If you listen to Bob Dylan, you’ll recognize the lyrics. After the ambulances go and we see Cinderella sweeping up on Desolation Row – that’s generally when it’s time to go long.
Good sign that SMH and IWM were among the first to go green.
Yup! I hope ARKK would also put in some sort of bottom here.
I agree we might be putting in at least a short-term bottom today. Having said that, I doubt if there will be meaningful rally until we are past the FOMC on 26th.
Some of the components of the Fear and Greed Index are not updating. Hence the Index is not showing the level of anxiety. Some individual stocks are trying to stabilize. Markets don’t normally bottom on a Friday. In any case, if you are trading with the trend one should be selling rallies not trying to catch a falling knife.
Damn. I should have stuck with my bounce to 4600->followed by a decline to 4400 or lower->followed by a rally to 4700 or higher scenario.
So what now? Well, had I not opened positions earlier there is no doubt I would be opening positions now.
I don’t trade cryptocurrencies but I do follow the conversations of those at work who buy and sell. Another tell that speculative sentiment is taking a hit.

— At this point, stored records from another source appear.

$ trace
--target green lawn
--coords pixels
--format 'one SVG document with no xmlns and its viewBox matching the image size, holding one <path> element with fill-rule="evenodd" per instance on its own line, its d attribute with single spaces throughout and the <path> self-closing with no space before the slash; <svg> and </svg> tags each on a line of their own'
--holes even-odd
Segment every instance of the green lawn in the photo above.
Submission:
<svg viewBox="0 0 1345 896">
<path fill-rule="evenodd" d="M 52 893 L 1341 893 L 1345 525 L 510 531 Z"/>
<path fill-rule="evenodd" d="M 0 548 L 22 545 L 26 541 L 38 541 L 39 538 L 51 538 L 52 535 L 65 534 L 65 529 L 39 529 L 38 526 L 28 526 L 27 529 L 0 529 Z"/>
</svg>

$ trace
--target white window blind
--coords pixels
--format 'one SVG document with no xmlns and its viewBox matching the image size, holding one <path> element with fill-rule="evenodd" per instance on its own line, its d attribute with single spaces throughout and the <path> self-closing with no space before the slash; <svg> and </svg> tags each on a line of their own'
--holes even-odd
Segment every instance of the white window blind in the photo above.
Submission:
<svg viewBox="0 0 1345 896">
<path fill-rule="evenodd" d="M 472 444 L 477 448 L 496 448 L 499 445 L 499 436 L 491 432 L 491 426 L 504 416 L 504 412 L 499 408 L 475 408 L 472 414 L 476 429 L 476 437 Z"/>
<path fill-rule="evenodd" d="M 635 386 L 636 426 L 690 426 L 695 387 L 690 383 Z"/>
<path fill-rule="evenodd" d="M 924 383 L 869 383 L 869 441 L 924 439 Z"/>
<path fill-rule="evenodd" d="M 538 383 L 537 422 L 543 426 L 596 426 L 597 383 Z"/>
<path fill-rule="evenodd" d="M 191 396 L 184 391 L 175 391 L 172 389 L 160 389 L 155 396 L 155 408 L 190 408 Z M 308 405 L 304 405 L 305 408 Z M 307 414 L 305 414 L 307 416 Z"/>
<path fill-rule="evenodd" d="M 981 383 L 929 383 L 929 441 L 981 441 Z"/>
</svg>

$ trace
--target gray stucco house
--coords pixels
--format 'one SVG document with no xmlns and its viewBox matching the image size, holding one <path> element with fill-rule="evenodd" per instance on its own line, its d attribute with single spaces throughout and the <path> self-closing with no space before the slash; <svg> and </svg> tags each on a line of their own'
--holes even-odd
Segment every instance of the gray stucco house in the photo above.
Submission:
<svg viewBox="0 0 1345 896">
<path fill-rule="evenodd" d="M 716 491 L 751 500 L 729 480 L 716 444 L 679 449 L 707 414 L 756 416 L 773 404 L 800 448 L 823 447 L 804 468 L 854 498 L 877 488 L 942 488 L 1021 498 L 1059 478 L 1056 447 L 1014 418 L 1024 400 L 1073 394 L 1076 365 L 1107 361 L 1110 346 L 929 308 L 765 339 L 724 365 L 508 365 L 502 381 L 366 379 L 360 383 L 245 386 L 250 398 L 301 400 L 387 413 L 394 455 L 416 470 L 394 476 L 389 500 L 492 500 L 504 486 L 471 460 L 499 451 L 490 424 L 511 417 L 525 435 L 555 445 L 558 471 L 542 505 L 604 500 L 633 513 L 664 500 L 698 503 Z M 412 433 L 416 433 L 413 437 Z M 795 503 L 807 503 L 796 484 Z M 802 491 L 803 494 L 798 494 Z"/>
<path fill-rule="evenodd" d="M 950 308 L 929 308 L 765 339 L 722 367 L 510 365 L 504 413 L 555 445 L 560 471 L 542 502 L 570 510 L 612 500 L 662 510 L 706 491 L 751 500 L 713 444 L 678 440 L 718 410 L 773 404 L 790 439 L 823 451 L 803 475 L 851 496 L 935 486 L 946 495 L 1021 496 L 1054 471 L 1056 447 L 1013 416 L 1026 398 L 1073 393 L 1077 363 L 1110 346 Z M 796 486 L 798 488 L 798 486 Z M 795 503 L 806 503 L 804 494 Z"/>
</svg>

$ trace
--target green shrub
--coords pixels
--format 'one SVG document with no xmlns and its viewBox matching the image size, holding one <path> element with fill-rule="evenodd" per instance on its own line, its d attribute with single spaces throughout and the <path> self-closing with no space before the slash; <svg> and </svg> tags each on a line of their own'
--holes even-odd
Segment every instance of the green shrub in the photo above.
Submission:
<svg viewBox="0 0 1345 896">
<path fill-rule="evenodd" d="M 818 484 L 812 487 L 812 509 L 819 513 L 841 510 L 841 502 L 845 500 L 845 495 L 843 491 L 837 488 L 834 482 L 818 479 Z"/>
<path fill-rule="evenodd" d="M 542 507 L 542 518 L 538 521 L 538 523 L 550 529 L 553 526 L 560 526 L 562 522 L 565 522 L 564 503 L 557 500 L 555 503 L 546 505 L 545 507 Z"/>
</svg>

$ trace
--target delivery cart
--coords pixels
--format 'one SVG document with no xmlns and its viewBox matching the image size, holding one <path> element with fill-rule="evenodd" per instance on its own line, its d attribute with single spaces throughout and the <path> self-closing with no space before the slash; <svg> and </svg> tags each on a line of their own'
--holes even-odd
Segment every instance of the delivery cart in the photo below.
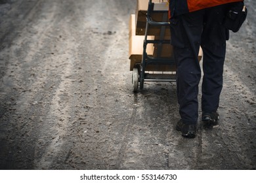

We’ll never hit the exact lows in either sentiment or price, but we really don’t need to.
If it seems that the market has become better (and more sophisticated) at faking us out, it’s probably because it has. After all, traders have become more sophisticated, and the market is nothing more than the aggregate buys/sells of all traders.
I would give 70/30 odds of a decent bounce next week. And if so, I would also give 70/30 odds of SPX +5% to +7% or QQQ +8% to +12% over the intermediate term (2-4 weeks).
Just an opinion, but one based on the kinds of moves frequently seen in 1999 and 2000 when negative sentiment reached current levels.